Sternbilder am Abendhimmel
Diesem kosmischen Kalender liegen die unterschiedlichen Sternbilder, welche jeweils am Abendhimmel zu sehen sind, zu Grunde. Sie bilden die Basis für die jährlichen Zyklen und den Wechsel zwischen Regen- und Trockenperioden. Das Erscheinen bestimmter Sternbilder steht in engem Zusammenhang mit bestimmten Landwirtschaftszyklen, Wachstum-, Reife- und Erntezeitpunkten gewisser Früchte, Laichzeiten und Wanderung bestimmter Fischarten.
Da der Rio Tiquié in Äquatornähe liegt, variieren diese Sternbilder kaum und erscheinen zumeist um die gleiche Uhrzeit. Die Regenzeiten sind dabei ebenfalls nach diesen Sternbildern benannt. In den Erzählungen der Völker des Rio Tiquié steht jede dieser Sternenkonstellationen in engem Zusammenhang mit einer Episode des Gründungsmythos.
Wissen über natürliche Zyklen ist essentiell
Die sauren und nährstoffarmen Böden und Gewässer des nordwestlichen Amazonasgebiets stellen komplexe ökologische Herausforderungen an seine Bewohner:innen – sie zu kennen, nutzen und verstehen erfordert jahrtausendelange Beobachtungen der natürlichen Lebenszyklen und eine generationenübergreifende Wissensweitergabe. Diese harschen Bedingungen bestimmen soziokulturelle Praktiken und Rituale und bilden die natürliche Grundlage für den jahreszeitlichen Kalender der Tukano. Die Übereinstimmung der natürlichen Zyklen ist für die Bewohner:innen des Rio Tiquié daher essentiell, denn sie ernähren sich vordergründig aus der sie umgebenden Natur und sind auch teilweise auf das Vorkommen gewisser Pflanzen für die Vorsorge und Heilung bestimmter Erkrankungen angewiesen.
Die Gegenüberstellung der durch die indigenen Umweltbeauftragten gesammelten Aufzeichnungen mit westlichen Klimadaten veranschaulicht das komplexe Verständnis über natürliche Kreisläufe, welches die indigenen Völker der Region besitzen. Aufgrund ihrer Innensicht auf die ökosystemischen Kreisläufe gelten die indigenen Bewohner:innen als zentral für den Erhalt der natürlichen Artenvielfalt und in weiterer Folge auch für den Klimaschutz.
Zyklen verschieben sich zunehmend
Leider zeigen die Beobachtungen immer deutlicher, dass die jährlichen Zyklen sich zunehmend verschieben und beispielsweise länger anhaltende Hochstände in den Flüssen dazu führen, dass bestimmte Fischarten nicht mehr vorkommen.

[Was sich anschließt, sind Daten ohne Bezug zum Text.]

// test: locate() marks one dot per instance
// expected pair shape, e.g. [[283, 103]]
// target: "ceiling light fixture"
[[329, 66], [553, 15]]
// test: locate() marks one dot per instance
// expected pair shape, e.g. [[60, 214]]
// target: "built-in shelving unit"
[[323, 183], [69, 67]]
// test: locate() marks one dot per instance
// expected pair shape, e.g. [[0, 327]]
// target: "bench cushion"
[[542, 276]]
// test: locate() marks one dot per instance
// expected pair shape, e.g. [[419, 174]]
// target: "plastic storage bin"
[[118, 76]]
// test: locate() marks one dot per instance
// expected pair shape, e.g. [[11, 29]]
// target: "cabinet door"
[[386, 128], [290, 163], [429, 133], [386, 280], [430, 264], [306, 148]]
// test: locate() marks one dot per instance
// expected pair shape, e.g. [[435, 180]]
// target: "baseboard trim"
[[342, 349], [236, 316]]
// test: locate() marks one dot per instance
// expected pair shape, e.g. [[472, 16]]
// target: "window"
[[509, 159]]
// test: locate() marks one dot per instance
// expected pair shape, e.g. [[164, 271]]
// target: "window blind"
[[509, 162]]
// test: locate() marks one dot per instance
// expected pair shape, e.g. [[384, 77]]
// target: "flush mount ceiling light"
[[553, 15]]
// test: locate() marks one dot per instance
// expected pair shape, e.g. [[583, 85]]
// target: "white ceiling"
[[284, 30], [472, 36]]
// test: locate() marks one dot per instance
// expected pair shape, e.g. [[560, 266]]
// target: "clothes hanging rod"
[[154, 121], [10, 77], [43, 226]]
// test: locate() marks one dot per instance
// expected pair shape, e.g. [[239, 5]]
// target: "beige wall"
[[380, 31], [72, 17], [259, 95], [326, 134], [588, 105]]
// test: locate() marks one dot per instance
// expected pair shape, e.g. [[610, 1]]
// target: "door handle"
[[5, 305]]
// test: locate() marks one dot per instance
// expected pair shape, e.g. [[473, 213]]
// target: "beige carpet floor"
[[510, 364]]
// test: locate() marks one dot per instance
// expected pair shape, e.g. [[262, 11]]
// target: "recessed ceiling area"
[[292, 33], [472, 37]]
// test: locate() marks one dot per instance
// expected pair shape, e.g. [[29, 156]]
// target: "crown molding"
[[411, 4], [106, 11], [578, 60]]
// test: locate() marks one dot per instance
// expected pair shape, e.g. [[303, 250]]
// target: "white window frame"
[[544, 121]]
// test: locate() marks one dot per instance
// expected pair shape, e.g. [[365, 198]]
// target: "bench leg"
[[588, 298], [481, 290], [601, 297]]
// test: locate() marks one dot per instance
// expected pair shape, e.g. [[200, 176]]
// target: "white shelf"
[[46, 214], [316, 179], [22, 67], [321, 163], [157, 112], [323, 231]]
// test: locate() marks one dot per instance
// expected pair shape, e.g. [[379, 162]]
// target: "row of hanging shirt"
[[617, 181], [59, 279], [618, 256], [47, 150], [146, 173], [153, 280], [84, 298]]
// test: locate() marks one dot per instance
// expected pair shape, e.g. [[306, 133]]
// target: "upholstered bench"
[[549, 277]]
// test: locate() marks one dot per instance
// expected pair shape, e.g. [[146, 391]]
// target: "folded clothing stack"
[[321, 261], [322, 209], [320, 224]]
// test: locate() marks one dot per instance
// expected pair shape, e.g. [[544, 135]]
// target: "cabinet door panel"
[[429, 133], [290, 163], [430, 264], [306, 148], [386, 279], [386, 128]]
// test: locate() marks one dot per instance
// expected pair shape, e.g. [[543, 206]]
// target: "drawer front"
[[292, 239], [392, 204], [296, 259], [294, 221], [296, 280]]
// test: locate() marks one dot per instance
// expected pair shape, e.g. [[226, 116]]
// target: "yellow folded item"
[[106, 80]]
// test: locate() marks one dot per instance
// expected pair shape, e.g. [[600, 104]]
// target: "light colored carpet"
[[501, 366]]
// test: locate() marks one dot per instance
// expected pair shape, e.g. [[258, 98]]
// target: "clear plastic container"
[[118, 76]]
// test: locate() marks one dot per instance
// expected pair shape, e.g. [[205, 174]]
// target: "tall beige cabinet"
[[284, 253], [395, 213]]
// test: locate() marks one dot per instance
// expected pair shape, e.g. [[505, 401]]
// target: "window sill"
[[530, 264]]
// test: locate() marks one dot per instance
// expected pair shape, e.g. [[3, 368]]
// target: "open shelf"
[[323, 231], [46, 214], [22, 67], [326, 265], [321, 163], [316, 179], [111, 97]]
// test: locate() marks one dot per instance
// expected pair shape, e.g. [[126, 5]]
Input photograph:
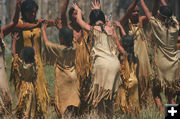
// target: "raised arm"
[[163, 2], [130, 9], [120, 48], [146, 10], [15, 37], [79, 19], [63, 12], [8, 28], [43, 28], [121, 29], [96, 4], [155, 7]]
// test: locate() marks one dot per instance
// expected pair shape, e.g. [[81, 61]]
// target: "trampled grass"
[[146, 113]]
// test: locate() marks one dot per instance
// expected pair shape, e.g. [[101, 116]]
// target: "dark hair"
[[166, 11], [96, 15], [128, 43], [67, 35], [71, 10], [28, 55], [27, 6]]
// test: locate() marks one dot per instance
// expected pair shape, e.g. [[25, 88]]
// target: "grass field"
[[146, 113]]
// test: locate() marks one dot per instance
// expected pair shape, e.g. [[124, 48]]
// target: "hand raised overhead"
[[96, 5], [58, 23]]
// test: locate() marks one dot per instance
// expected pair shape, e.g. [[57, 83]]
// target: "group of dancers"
[[96, 67]]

Darum wurde der Kalender adaptiert und die einzelnen Kreise, die jeweils für bestimmte Naturphänomene stehen, sind nun verschiebbar – doch leider schafft dies nur bedingt Abhilfe, denn die Zyklen drohen durch die rasch voranschreitende Klimakrise immer weiter auseinanderzuklaffen.
Rio Negro kennenlernen
Wissensserie zur Partnerschaft der österreichischen Klimabündnis-Gemeinden mit der FOIRN, Dachverband der indigenen Organisationen am Rio Negro.
Teil 1: Indigene Sprachen
Teil 2: Rio Negro - der Schwarze Fluss
Teil 3: Rezept für süße Nachspeise
Teil 4: Das Weltbild der indigenen Völker
Teil 5: Maniokverarbeitung
Teil 6: Was ist die FOIRN?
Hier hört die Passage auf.